MacleodLabs.ai
← All posts

Post

The Agentic SDLC: What Actually Changes When Agents Plan, Review, Test, and Operate Your Software

How autonomous coding agents are rewiring the software development lifecycle — and the primary-source evidence on where they help, where they hurt, and what you must keep human.

The Agentic SDLC: What Actually Changes When Agents Plan, Review, Test, and Operate Your Software

Enjoying the field notes? Subscribe for each new deep dive.Subscribe →

The Agentic SDLC: What Actually Changes When Agents Plan, Review, Test, and Operate Your Software

How autonomous coding agents are rewiring the software development lifecycle — and the primary-source evidence on where they help, where they hurt, and what you must keep human.

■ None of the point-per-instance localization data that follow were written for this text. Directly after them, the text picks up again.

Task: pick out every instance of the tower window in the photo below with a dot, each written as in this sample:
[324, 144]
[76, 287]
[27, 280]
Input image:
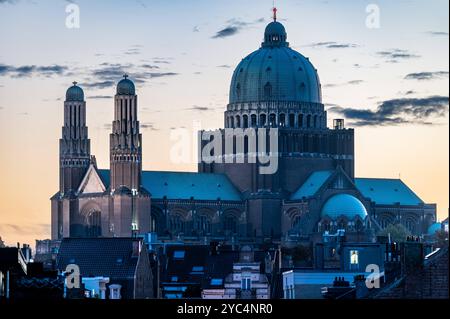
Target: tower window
[268, 90]
[253, 120]
[262, 120]
[291, 120]
[245, 121]
[272, 120]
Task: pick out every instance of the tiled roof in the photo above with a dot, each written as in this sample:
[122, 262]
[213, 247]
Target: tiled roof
[184, 185]
[312, 185]
[387, 191]
[108, 257]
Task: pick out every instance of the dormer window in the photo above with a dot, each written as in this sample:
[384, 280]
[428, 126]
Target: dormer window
[268, 90]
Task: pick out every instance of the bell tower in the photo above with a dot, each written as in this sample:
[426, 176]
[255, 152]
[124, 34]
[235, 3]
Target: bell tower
[125, 139]
[74, 145]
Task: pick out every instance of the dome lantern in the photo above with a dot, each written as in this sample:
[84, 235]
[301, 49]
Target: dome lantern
[126, 86]
[74, 93]
[344, 205]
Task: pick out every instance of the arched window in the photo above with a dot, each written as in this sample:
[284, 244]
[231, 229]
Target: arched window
[296, 222]
[262, 120]
[291, 120]
[300, 120]
[245, 121]
[358, 225]
[238, 90]
[268, 90]
[308, 121]
[272, 120]
[176, 223]
[253, 120]
[282, 121]
[203, 225]
[94, 224]
[230, 224]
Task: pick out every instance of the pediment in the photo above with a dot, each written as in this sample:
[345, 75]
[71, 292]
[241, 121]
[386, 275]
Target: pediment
[91, 183]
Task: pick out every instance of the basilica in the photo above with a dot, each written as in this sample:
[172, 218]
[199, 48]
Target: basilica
[313, 191]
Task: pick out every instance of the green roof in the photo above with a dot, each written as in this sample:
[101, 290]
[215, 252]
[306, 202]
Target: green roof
[387, 191]
[312, 185]
[184, 185]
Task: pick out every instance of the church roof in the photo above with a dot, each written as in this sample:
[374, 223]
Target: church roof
[382, 191]
[387, 191]
[312, 185]
[184, 185]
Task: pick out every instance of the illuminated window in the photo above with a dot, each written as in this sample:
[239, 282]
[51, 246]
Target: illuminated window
[354, 257]
[178, 254]
[246, 283]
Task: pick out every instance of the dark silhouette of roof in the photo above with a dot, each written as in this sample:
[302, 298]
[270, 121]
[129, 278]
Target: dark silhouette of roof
[108, 257]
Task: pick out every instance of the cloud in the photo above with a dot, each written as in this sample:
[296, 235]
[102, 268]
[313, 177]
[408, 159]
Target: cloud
[423, 76]
[234, 27]
[333, 45]
[226, 32]
[397, 111]
[355, 82]
[99, 85]
[199, 108]
[394, 55]
[108, 75]
[148, 126]
[99, 97]
[25, 229]
[438, 33]
[31, 70]
[352, 82]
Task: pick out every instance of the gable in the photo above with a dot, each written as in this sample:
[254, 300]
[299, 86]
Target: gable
[92, 183]
[387, 191]
[321, 180]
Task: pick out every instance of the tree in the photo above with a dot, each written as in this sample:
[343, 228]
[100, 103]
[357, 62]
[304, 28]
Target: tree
[397, 232]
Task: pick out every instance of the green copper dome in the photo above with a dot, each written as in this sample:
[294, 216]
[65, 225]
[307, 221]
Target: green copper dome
[126, 87]
[344, 205]
[275, 72]
[74, 93]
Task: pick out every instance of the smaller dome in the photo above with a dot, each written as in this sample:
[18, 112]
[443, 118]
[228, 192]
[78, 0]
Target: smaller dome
[275, 35]
[434, 228]
[74, 93]
[344, 205]
[126, 87]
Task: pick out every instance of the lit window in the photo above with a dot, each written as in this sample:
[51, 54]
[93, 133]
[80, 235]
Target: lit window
[178, 254]
[246, 283]
[197, 270]
[216, 282]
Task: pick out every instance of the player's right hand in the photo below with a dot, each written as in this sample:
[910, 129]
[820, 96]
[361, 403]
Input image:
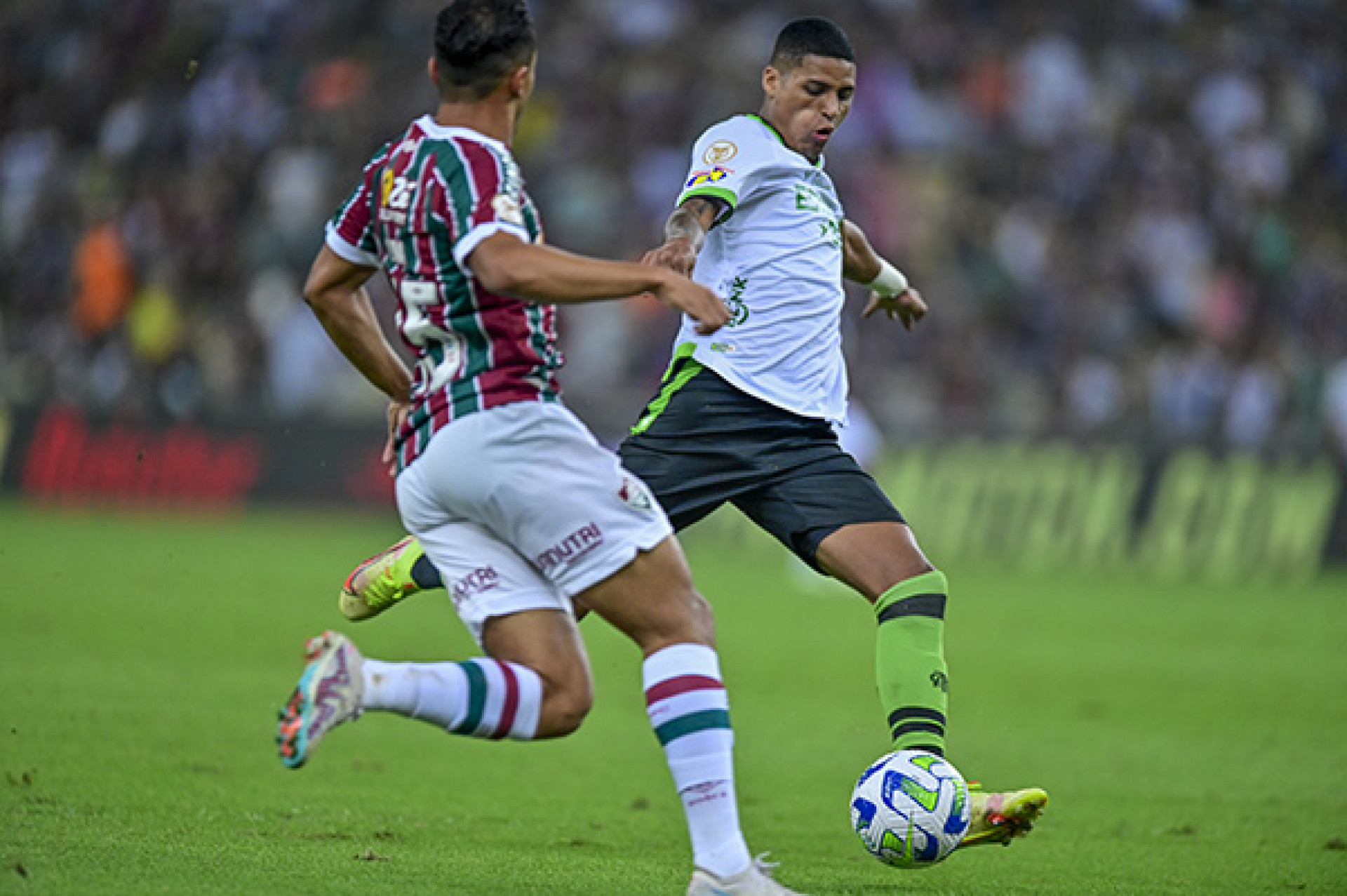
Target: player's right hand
[398, 413]
[697, 302]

The fastest way to understand the agentic software development lifecycle is to watch one number. In March 2024, SWE-agent — the first system designed to let a language model autonomously navigate a repo and submit a patch — resolved 12.5% of real GitHub issues (pass@1) on SWE-bench (per arXiv:2405.15793). As of February 2026, the top entry on the SWE-bench Verified leaderboard, Claude 4.5 Opus, resolves 76.8% at an average of $0.75 per task (per swebench.com). SWE-bench itself is 2,294 real issues drawn from popular Python repos, where a model is given a codebase and an issue and must produce a patch that passes the project's own tests (per arXiv:2310.06770).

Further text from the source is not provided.